A real image of your business in action, strategically planned, professionally shot and well positioned can tell an entire story or instantly bring home a key message to a website visitor. Sometimes a spontaneous photo, capturing a moment, can be serendipity for a great hero image. Truly, “a picture is worth a thousand words.”
As information architecture and concise word choice can help lead a prospective buyer to take action, pictures of real people in real places using real products make an online message more believable and enticing. Following are just a few reasons why you should invest in the right kind of photography for your website:
- Pictures of your people help website users picture themselves engaging with your business. They like to see the real people with whom they’re dealing.
- Pictures of your location and offices/showrooms will make face to face visits more welcoming.
- Pictures of your people making your products in your location lets your web visitors feel better about your quality.
- Pictures of your products offer visitors an instant way to qualify their interests in color, style, make, model, etc. Naturally, crisp, clear images are required to sell anything by e-commerce.
Bad or useless pictures can be worse than no pictures on a website. Following a few simple guidelines will help you produce highly effective pictures based on your priorities. Let’s examine what works.
Nielsen Norman Group’s eye-tracking studies have documented a dramatic gap in how users approach website images. Mainly, they found that:
- Certain kinds of pictures are ignored. Decorative and large feel-good images are mentally filtered out from actual content scrutiny.

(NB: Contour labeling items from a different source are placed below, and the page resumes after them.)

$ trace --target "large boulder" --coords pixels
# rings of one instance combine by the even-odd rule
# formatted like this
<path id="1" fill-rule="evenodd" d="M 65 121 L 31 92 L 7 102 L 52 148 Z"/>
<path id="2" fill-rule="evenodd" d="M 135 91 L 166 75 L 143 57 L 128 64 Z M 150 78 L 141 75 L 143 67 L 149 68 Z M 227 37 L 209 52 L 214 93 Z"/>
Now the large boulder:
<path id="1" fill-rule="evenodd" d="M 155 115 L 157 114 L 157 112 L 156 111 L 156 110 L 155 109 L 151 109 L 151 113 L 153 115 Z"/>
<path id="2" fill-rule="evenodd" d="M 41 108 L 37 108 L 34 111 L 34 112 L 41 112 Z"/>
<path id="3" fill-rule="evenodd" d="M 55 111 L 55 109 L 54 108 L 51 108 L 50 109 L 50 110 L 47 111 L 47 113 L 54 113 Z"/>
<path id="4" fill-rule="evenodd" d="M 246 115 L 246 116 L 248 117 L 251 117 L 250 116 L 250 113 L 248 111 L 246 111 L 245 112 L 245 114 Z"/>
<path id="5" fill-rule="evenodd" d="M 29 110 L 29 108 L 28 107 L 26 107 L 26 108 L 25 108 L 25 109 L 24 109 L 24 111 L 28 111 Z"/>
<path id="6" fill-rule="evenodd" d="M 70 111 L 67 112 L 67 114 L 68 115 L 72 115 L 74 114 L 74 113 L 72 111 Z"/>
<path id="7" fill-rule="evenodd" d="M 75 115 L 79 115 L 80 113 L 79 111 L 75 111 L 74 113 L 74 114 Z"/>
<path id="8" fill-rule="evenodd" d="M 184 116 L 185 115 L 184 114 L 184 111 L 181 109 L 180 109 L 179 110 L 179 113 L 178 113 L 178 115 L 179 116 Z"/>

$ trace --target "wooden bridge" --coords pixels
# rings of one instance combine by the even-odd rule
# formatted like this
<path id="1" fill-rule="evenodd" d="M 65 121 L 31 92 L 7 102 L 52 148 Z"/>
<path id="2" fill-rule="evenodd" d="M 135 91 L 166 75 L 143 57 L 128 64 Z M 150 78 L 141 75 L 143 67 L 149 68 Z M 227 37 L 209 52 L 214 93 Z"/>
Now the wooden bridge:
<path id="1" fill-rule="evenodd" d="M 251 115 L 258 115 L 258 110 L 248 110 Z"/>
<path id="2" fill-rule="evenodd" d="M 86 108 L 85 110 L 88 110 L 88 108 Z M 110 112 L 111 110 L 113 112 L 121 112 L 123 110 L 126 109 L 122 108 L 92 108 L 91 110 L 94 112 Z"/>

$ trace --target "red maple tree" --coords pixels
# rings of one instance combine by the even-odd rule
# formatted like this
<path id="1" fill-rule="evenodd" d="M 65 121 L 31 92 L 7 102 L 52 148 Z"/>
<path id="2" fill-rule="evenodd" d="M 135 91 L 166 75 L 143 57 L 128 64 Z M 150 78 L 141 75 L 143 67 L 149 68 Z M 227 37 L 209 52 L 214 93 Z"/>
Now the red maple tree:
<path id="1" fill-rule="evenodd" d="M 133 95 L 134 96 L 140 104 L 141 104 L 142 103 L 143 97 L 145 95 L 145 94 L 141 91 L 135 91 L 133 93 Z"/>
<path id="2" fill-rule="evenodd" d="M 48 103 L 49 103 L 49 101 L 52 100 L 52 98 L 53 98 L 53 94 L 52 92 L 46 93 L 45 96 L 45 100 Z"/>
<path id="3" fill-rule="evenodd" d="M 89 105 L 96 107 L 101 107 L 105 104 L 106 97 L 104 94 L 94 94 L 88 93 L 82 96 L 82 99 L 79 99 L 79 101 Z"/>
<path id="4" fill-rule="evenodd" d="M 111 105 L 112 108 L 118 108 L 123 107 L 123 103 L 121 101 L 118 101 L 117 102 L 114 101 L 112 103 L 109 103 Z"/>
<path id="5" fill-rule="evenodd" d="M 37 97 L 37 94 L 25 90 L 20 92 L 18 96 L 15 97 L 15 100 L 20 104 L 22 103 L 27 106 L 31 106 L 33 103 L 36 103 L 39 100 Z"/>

- Some pictures are viewed as important or critical content. For example, “real people,” i.e., the actual individuals representing your business usually fall into this category.
According to Nielsen Norman, the classifications of “good” website photo use include:
- People photos – IF they’re real people (opposed to stock images with models).
- Product detail photos – multicomponent images like craft sets get much more viewing time than wide angle whole product, low detail shots like flat screen TVs.
- Big photos – especially real products and places proprietary to your business.
- Information-carrying images – pictures that show something relevant to what your visitors are doing and thinking.
The common conclusion of these website user-photography studies is this: “Users pay close attention to photos and other images that contain relevant information but ignore fluffy pictures used to ‘jazz up’ Web pages.” This means there are good photos and bad photos (and useless photos) when it comes to website design.
You Call the Shots!
There are 3 basic ways to acquire the photography you’ll need for a great website design: Professional Custom Photography, Stock Photography and DIY (Do It Yourself). Here we advise you to apply careful consideration. We’ll look at each method and weigh its merits.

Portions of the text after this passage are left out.